We should be prepared to break free from old routines with a sense of courage. Speak truth with confidence and seek to live authentically with a sense of purpose. Simultaneously this is a period that will definitely call for living the Middle Way, a way of balance and wisdom.
Still, amidst all the excitement, staying grounded is key. Not every urge needs to be chased, and not every opportunity is the right one. The Horse encourages us to move with heart, but the Fire reminds us to tread carefully.
This year calls for bravery and wisdom.
Part II – The Four Freedoms Redux
The Four Freedoms were proposed in a State of the Union message U.S. President Franklin D. Roosevelt delivered to Congress on January 6, 1941. These are four fundamental freedoms that people “everywhere in the world” should enjoy. They are 1) Freedom of speech and expression, 2) Freedom of worship, 3) Freedom from want and 4) Freedom from fear. I suspect that many people recognize them from the Norman Rockwell series of four oil paintings made in 1943. The paintings are both nostalgic and, today, aspirational.
To put these foundational goals in context, in 1932, Roosevelt inaugurated the New Deal, to raise the nation out of the Great Depression, which began with the crash of the stock market in 1929. While in Europe the depression further compounded the economic dislocations produced by World War I and led to the rise of communism in Russia, Nazism in Germany, and fascism in Italy. Asia also witnessed the rise of Japanese militarism.
The insertion of the Four Freedoms into the yearly address before congress was a way for Roosevelt to prepare congress, and America, for the hard work and sacrifice on the horizon that would be World War II. With prescience Roosevelt was also preparing our country for life after the war.
I see the Four Freedoms as the Four Noble Secular Aspirations that we must insist upon for all people of America as well as people around the world. We are living in a time of unimagined wealth as a nation. However, the vast majority of that wealth is held by oligarchic plutocrats, enabled by a corrupt, self-aggrandizing Washington leadership and their sycophants. These forces thwart the distribution of this immense wealth to those who have the least, or even to those who are in the middle. This also pits one group against the ‘other’ on various levels, re-institutionalizes racism, misogyny, and sanctions violence.

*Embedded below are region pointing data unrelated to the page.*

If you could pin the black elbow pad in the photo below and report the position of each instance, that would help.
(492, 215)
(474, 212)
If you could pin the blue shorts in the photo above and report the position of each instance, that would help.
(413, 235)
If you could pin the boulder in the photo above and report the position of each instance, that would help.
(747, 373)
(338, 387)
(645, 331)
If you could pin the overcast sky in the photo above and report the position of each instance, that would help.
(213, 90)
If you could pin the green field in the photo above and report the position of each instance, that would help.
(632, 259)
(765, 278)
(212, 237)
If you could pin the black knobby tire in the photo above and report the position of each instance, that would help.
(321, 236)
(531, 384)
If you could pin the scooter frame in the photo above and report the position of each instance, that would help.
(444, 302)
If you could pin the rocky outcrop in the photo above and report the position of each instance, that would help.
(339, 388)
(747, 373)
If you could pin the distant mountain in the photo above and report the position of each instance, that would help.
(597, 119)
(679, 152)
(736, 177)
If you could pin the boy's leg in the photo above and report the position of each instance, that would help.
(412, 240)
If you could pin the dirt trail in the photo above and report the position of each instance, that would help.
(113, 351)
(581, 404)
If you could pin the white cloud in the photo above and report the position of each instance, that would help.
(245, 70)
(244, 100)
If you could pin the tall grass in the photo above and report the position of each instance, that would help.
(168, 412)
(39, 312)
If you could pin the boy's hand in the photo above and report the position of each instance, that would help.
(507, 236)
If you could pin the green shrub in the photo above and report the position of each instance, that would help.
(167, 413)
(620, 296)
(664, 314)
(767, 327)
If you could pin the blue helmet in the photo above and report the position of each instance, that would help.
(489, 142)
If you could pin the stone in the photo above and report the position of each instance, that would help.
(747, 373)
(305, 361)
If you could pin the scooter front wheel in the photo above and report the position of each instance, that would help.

By revisiting the Four Freedoms we gain perspective on what is important to a society. By revisiting them now we understand how close we are to losing them.
But – we have not lost them yet, not quite. It is not the time to despair; it is the time for resolve and resistance.
If we take our Bodhisattva vows seriously, WE have an obligation to speak up for the people whose voices have been suppressed, the LBGTQ+ community, the marginalized and disenfranchised, the colleges and universities. WE have a responsibility to join with our sisters and brothers of faith to stand up to antisemitism, Islamophobia and the attempted imposition of White Christian Nationalism as an ersatz State religion. WE must insist that health care is a human right not a choice, that children in the richest country of the world do not go to bed hungry, that families are supported not dismissed. WE must support immigration reform, so that hundreds of thousands of people coming to our country to escape violence in their homeland or economic despair are not abused, violently displaced, separating families and causing anguish.
Compassion is the Buddhist Path. The beginning of a new year provides us an opportunity to reignite the fire of our Buddhist vows and this year to do so through the redux of the Four Freedoms, the underlying theme of which is compassion.